以前は頻繁にかみさんの夢を見た。
亡くなったはずのかみさんと再会する夢や、かみさんと一緒に散歩をしている夢だった。

そういう他愛のない夢だけではない。

かみさんの魂は生きているんじゃないだろうか…
かみさんの魂は俺の「中」にいるんじゃないだろうか…
そんなふうに感じさせてくれる夢を何度も見たのだ。

かみさんの魂と俺の魂とがひとつになって、俺の内側が大きな歓喜で満たされる…

ストーリーはないし、起承転結もなかったが、かみさんとの一体感が、俺の全身を包んでくれるような夢だった。
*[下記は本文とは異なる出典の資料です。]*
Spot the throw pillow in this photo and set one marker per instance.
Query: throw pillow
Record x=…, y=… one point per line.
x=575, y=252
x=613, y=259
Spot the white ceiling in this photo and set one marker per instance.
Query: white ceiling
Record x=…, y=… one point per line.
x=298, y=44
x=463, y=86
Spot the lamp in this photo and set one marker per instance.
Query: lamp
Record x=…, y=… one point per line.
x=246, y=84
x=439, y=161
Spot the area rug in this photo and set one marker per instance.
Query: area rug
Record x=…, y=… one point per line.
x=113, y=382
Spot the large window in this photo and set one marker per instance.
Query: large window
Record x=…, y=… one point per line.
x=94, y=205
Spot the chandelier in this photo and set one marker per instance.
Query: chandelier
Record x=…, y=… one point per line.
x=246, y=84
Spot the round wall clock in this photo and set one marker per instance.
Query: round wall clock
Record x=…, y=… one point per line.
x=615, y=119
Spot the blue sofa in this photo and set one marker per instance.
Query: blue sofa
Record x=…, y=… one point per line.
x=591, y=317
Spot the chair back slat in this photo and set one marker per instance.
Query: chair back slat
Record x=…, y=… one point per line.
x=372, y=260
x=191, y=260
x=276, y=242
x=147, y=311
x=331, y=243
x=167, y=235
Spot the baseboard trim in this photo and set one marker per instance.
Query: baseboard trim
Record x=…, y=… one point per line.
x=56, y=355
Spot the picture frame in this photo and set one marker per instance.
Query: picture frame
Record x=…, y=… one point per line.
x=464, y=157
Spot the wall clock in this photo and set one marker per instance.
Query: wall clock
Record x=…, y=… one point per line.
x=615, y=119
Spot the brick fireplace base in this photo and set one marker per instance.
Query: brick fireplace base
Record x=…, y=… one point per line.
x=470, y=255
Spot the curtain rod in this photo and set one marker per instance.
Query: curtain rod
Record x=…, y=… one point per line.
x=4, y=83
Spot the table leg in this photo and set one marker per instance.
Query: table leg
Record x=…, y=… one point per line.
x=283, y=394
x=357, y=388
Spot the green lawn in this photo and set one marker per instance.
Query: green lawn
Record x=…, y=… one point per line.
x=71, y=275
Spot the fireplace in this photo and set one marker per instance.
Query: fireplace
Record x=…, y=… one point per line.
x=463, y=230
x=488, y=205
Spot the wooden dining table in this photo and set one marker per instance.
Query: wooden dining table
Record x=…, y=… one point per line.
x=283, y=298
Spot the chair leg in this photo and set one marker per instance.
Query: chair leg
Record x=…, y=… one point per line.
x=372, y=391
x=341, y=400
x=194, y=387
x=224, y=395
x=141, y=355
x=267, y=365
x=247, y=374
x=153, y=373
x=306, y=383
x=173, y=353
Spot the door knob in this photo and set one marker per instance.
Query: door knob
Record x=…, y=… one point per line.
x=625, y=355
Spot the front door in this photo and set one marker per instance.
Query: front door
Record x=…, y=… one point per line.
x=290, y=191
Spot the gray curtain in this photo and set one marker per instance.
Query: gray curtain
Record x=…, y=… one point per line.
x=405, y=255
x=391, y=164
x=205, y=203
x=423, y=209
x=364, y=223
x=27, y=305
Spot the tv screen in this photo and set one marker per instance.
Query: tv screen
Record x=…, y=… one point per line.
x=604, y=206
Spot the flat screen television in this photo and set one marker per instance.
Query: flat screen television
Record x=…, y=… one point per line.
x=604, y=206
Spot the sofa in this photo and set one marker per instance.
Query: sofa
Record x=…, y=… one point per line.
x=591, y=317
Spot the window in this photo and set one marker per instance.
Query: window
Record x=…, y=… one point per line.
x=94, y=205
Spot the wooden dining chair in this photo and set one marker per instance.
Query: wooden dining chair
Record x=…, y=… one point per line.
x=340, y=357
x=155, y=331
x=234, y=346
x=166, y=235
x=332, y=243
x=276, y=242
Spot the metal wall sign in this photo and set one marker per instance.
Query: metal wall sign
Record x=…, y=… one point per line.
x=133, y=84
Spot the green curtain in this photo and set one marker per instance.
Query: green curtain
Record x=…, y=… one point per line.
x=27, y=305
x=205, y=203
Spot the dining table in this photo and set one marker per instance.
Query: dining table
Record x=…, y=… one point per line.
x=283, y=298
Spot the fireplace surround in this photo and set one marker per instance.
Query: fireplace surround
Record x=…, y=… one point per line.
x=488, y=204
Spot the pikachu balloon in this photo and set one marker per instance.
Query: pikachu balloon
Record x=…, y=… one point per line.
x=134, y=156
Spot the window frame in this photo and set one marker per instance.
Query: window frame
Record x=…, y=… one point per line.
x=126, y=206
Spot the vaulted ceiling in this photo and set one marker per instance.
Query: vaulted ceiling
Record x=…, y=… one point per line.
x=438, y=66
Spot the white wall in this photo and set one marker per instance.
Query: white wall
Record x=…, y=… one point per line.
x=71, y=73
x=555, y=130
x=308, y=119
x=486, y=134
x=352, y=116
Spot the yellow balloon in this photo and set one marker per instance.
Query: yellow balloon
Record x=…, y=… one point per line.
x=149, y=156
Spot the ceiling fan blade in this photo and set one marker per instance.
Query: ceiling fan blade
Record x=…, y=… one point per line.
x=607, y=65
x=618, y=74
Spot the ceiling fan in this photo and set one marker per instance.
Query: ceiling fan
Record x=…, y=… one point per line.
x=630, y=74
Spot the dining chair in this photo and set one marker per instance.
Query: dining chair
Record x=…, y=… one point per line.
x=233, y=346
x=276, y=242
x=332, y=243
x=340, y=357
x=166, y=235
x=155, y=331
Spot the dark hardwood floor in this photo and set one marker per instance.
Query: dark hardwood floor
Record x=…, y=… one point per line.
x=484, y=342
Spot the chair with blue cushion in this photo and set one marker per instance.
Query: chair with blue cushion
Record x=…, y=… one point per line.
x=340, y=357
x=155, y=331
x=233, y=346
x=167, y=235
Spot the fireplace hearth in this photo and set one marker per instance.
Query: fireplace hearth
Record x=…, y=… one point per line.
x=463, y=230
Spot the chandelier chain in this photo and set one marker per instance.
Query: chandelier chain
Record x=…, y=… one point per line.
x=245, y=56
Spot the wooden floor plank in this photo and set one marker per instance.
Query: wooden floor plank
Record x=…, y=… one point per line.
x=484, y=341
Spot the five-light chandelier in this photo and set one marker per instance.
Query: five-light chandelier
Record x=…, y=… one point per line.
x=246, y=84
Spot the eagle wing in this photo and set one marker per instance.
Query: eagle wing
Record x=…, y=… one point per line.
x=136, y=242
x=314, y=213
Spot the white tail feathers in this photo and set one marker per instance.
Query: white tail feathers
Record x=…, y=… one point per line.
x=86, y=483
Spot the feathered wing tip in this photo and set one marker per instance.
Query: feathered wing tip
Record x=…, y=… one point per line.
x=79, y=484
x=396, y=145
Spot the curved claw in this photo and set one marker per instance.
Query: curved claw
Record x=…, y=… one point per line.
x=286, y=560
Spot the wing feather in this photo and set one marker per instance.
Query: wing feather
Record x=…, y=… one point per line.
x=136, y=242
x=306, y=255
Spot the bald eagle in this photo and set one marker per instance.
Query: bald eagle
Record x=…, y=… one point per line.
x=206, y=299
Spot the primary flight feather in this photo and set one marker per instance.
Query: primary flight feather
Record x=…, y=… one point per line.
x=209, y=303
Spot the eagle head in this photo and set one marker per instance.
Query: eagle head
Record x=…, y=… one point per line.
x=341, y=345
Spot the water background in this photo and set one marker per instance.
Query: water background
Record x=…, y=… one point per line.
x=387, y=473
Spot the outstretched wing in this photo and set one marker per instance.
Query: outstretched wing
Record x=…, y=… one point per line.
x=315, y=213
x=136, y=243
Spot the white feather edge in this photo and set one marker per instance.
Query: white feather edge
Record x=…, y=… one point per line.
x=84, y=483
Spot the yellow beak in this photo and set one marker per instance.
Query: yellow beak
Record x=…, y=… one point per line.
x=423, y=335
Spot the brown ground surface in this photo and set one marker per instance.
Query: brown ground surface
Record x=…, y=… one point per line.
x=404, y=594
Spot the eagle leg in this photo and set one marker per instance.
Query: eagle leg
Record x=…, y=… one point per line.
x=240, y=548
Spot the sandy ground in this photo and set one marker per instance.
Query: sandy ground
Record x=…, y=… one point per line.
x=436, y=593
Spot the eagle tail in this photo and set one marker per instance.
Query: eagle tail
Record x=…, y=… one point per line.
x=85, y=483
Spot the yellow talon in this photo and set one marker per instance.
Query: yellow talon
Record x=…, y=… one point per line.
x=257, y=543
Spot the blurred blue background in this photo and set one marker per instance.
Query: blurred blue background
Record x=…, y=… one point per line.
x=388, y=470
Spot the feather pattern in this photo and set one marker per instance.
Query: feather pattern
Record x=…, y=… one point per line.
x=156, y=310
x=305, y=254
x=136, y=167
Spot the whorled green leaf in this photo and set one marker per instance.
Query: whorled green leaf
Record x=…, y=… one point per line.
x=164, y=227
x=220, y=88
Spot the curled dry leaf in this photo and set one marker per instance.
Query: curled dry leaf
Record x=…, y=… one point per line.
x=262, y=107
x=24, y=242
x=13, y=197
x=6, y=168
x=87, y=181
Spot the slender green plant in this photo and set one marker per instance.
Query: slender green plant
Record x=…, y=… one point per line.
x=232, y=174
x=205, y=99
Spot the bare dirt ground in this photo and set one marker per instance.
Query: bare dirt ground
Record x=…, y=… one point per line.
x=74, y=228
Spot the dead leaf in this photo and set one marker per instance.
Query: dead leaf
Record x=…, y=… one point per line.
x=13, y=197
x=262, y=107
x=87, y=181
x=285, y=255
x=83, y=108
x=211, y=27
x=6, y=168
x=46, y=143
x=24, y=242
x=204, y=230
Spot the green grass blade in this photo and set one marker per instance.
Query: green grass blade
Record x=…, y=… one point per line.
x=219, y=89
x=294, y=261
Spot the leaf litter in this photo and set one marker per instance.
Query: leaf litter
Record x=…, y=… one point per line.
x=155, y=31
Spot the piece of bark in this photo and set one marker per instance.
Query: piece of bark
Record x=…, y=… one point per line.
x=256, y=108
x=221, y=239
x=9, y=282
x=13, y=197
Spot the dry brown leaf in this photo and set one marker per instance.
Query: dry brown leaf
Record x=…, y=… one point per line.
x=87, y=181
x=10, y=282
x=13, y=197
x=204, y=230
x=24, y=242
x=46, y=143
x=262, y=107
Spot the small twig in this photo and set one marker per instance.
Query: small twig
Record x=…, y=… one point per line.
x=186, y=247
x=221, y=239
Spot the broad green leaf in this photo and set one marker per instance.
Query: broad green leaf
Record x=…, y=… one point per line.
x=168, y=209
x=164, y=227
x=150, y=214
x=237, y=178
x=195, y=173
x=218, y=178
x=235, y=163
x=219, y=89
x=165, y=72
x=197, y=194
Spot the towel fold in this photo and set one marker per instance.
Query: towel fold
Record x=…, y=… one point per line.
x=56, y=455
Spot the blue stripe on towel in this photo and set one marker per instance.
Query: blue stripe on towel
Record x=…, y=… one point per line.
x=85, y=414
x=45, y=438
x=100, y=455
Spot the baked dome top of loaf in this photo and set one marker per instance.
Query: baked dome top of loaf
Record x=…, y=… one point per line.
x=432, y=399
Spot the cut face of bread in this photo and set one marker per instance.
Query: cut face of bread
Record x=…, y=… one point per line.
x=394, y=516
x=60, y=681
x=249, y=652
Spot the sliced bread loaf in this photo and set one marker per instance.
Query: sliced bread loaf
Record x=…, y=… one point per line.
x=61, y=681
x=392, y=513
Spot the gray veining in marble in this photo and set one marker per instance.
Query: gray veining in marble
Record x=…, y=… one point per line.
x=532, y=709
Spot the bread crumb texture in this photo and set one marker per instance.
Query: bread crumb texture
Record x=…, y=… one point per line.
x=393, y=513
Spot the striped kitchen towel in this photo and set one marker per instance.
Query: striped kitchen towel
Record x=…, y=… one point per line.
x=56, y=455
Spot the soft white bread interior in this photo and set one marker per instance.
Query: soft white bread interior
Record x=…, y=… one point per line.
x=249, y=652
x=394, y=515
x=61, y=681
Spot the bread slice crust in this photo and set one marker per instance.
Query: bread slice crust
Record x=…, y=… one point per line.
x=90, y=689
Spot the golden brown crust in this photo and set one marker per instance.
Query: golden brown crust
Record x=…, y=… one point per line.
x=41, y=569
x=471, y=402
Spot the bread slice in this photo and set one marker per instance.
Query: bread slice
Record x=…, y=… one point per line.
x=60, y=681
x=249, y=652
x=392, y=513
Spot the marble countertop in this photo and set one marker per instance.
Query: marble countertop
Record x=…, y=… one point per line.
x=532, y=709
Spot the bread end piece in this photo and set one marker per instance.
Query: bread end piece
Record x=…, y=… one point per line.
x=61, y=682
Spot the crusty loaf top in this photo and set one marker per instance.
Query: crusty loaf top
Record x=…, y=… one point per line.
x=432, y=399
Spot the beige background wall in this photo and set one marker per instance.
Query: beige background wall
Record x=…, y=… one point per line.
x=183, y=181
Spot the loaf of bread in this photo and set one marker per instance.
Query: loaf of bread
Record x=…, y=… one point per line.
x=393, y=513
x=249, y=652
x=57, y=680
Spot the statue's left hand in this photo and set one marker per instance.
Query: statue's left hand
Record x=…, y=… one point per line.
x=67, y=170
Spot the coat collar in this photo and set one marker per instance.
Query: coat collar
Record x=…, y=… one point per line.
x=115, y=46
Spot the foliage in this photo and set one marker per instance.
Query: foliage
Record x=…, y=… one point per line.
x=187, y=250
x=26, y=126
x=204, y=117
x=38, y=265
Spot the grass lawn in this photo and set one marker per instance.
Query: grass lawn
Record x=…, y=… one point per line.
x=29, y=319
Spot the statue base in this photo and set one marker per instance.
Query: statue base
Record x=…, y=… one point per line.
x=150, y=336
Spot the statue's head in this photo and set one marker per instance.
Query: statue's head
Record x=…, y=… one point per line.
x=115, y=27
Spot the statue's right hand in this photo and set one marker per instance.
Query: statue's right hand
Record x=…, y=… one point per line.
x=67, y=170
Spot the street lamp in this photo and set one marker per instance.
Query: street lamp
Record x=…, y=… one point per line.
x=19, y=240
あまりに印象が強かったため、あれらの夢の記憶は今でもハッキリ俺の脳内に刻まれている。

ときには悲しい夢も見た。
ときには恐ろしい夢も見た。

だが、かみさんの夢を見ることが、俺の唯一の楽しみだった時期が確かにあったのだ。

すでにその時期は通り過ぎてしまったらしい。
俺は最近、かみさんの夢を見ていなかった。

・・・

俺は久しぶりにかみさんの夢を見た。
9月5日の未明のことだった。

俺はカウンター越しに誰かと会話をしていた。
どうやら面倒な会話のようだ。

俺の視界には、かみさんの姿はない。
しかし、かみさんの気配と視線を感じることはできる。

かみさんが少し離れた場所から俺を見守ってくれている。
かみさんの視線はやわらかくて温かい。

俺にはかみさんの心の中が分かった。

どんなに遅くなってもプーちゃんの傍にいてあげよう…

どんなに遅くなっても…って、いったいどういう意味なんだろう。
夢の中、俺はかすかな疑問を覚えた。

しかし…
かみさんの気持ちが嬉しかった。
プーちゃんの傍にいてあげよう…という気持ちが嬉しかった。